# Lookin for BLACK sand that also buffers water please.



## ash01 (Feb 24, 2008)

Hi i have just bought a 300 ltr Juwel and was wanting to change from Coral Sand to something else that is dark and buffers the water.

I was looking into Carib Sea Cichlid sand but i don't like it as much when you see it in peoples tanks as it looks no where near as dark as what it shows on their website.

I was wanting to try and find out if there is a black/v.dark substrate out there that also buffers the water like the Eco Complete does?? Also i would prefer if it wasn't super fine sand as i don't want it all getting suck up my siphon lol i still have bad memorys of when i had silica sand, bad days lol

I will keep my fingers crossed that there is a type of sand out there like this.

Ashley :fish:


----------



## Cich of it all (Mar 29, 2007)

I'm not aware of any pure black sand that also has buffering characteristics. 
You could mix some Carib-Sea Tahitian Moon Sand in with the Cichlid sand and get it pretty dark. That, or you could use pure TMS and put some of the crushed coral inside a canister (or in a media bag inside a HOB filter). IME, crushed coral doesn't do all that much to raise PH anyway. As long as your PH is between 7.5 and 8.5 (assuming your talking about Africans) I wouldn't worry about it. Just my 2 centavos.


----------



## ayruadumas (Dec 13, 2005)

Sea Chem has a product that is black and buffers. But it looks more like a washed out black and not very dark. I use it in a salt tank and it buffers my water nicely.


----------



## Kramerpit (Jun 23, 2008)

what does it mean to "buffer" the waters? Sorry Im new to the hobby.


----------



## Tula (Sep 9, 2007)

What about just using a black substrate that you like and then adding crushed coral to your filter to buffer the water.

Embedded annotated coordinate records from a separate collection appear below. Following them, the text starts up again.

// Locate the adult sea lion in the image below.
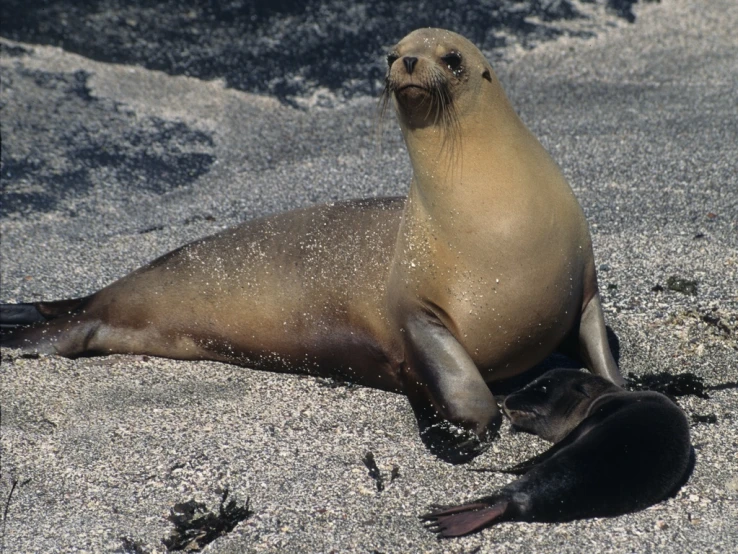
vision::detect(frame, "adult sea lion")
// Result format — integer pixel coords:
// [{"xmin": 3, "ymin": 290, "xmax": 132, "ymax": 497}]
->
[
  {"xmin": 2, "ymin": 29, "xmax": 622, "ymax": 461},
  {"xmin": 421, "ymin": 369, "xmax": 694, "ymax": 537}
]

I put some crushed coral in a stocking and put it on top of the media in my HOB filter. If you have a canister filter you can usually fit the stocking into one of the compartments.

What's the PH of your water, do you need to buffer it?


----------



## ayruadumas (Dec 13, 2005)

Here is the substrate I was refering to.

http://www.seachem.com/products/product ... Coast.html

http://www.seachem.com/support/FAQs/GrayCoast_faq.html


----------



## Cich of it all (Mar 29, 2007)

ayruadumas said:


> Here is the substrate I was refering to.
> 
> http://www.seachem.com/products/product ... Coast.html
> 
> http://www.seachem.com/support/FAQs/GrayCoast_faq.html


...but that's gray (?)


----------



## ayruadumas (Dec 13, 2005)

Doh  How about "light" black? Thats as close to a black buffering substrate that is available. I could be wrong though. There might be something else, not as "light" black as the graycoast, that buffers...........


----------